For this week I’m baking raspberry macarons, another classic of French patisserie. It’s one of the most popular desserts among people in France and recently has gained popularity worldwide. If the recipe is followed thoroughly, macarons are not hard to make.
For this recipe the Italian meringue was used because it leaves the macarons with a nice crisp on the top but still soft in the inside.
I’m aware that baking macarons for your first time can be overwhelming, but I assure you that even if they don’t look perfect on the first time, they will on the second try.
As long as the filling doesn’t contain egg yolk, the macarons can be kept refrigerated for a short week.
Mix the raspberries into a sauce pan with the sugar.
Bring to boil for 4-5 minutes. The raspberry seeds contain pectin which is a natural gelling agent.
Pour the jam into a large container to cool before placing it in the fridge for at least 1 hour.
Now, lets start the shells. Take eggs out of fridge and bring to room temperature, this ensures that egg whites will reach their full volume when whipped.
Get out three bowls; 2 bowls for egg whites and 1 bowl for the egg yolks (not going to be used in this recipe). The two bowls should each contain 75g of egg whites.
Put the water and sugar into a saucepan to make the syrup and swirl together, start to heat it up.
Add the first portion of egg whites to a mixer fitted with a whisk attachment. When the syrup reaches 115C, start to mix the egg whites on high.
Once the syrup reaches 118C, it shoud be having big bubbles but still runny, take it straight off the heat and pour it in a thin stream down the side of the mixer bowl, continuing to whisk on high.
Continue to whisk the meringue on medium speed for about five minutes until you have a nice and glossy meringue. But it is recommended to whisk the meringue until it has mostly cooled down. You need to have a 'bird beak' when pulling out your mixer.
Mix the ground almonds and icing sugar together and sieve into a large bowl.
Add the remaining 75g of egg whites into the bowl of almond/icing sugar and then half of the meringue. Using a spatula, fold the mixture together.
Add the other half and continue folding the mixture until it starts to shine. You should stir outwards from the middle and to the sides.
Add 5 drops of red colouring (or the one you choose for your recipe).
Add the mixture to a piping bag fitted with a plain tip.
Place the baking paper/silkomats on a tray and start pipping into 3cm diameter circle. Repeat until you have used all of your mixture.

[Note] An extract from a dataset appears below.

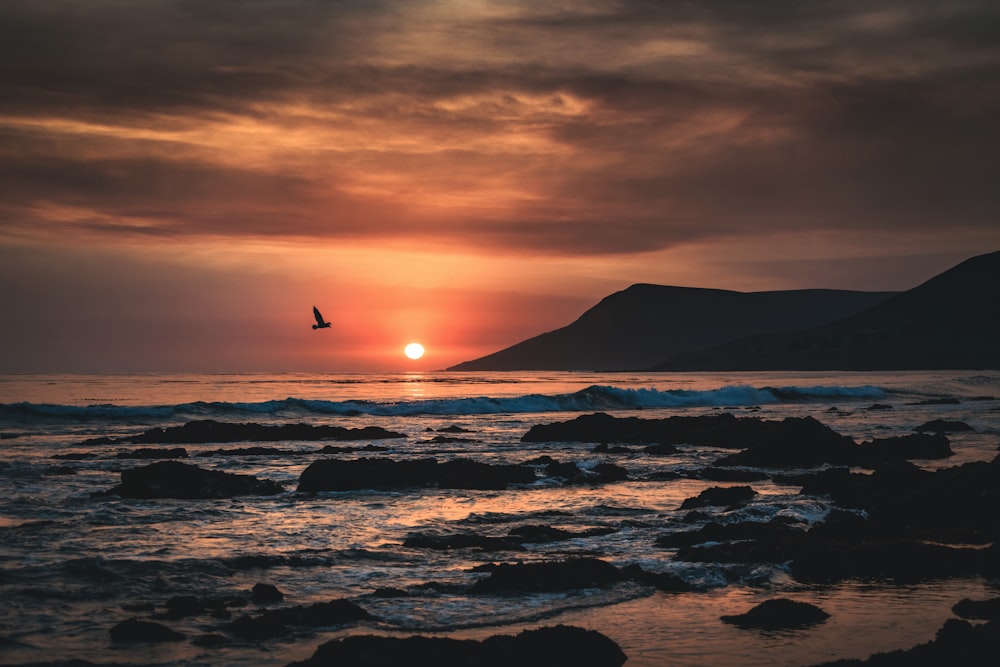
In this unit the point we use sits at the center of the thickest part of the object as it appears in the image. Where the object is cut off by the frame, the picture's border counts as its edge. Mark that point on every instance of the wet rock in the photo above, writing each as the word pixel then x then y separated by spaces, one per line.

Pre-heat your oven to 180C.
Tap underneath to flatten the shells out. Set aside for about 30 minutes, the macaron shells should form a skin that doesn’t stick to your finger.

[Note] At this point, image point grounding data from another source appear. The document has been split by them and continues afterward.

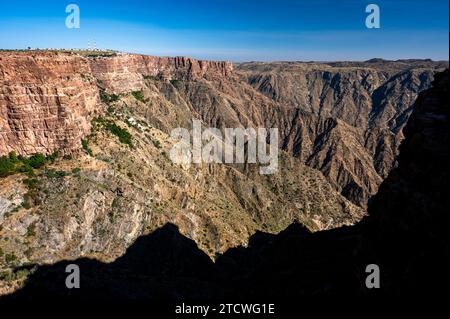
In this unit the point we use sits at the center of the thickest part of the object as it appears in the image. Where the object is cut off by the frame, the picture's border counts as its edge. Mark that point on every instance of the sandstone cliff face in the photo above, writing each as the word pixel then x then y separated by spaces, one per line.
pixel 48 99
pixel 340 128
pixel 46 102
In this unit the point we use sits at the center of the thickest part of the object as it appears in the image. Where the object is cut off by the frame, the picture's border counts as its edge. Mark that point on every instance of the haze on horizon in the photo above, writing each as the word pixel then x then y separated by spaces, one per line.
pixel 236 30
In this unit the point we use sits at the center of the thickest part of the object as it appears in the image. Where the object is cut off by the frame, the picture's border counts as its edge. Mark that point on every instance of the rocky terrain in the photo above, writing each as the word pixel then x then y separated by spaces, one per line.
pixel 104 124
pixel 404 235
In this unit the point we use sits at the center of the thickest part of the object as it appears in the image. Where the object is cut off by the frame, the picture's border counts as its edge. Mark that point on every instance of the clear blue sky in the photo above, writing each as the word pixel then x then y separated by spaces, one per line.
pixel 236 30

Bake the macarons for 12-15 minutes.
When you take the shells out of the oven, turn them over so that the flat side is up. Try to match up the shells as much as possible so they would be the same size and put them next to each other.

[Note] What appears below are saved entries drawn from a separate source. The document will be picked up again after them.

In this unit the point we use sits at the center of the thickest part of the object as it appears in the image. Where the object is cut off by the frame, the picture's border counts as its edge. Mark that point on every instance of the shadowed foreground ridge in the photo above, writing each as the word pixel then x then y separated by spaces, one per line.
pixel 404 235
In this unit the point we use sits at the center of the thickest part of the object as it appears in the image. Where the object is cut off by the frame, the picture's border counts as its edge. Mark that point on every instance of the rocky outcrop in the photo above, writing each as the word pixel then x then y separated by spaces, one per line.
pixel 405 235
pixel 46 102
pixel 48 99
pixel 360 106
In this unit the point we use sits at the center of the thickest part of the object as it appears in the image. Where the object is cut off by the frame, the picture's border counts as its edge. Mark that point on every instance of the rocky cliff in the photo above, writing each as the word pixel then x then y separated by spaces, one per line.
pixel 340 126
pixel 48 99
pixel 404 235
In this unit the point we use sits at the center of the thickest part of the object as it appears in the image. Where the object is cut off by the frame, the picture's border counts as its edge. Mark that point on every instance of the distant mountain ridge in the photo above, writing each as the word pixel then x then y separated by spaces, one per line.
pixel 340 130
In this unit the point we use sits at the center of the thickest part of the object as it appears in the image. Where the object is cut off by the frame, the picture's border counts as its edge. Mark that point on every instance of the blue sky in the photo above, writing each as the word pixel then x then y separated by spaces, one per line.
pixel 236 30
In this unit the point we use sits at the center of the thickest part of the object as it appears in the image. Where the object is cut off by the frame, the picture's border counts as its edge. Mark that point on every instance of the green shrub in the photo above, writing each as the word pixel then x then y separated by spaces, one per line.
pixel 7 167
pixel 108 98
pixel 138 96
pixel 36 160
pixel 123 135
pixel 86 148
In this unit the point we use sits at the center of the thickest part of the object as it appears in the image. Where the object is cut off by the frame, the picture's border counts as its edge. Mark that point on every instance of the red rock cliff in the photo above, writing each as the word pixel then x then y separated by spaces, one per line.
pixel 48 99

Place the raspberry jam inside a piping bag.
Pipe a generous amount onto each, you want to see a gap when closing your shells.
Close the macarons with another shell and place in the fridge for 24 hours, the filling needs to infuse the shell. Take them out about 2 hours before serving to let them soften.
Your macarons are now ready, you can enjoy them with tea or coffee at the end of your meal or at tea time.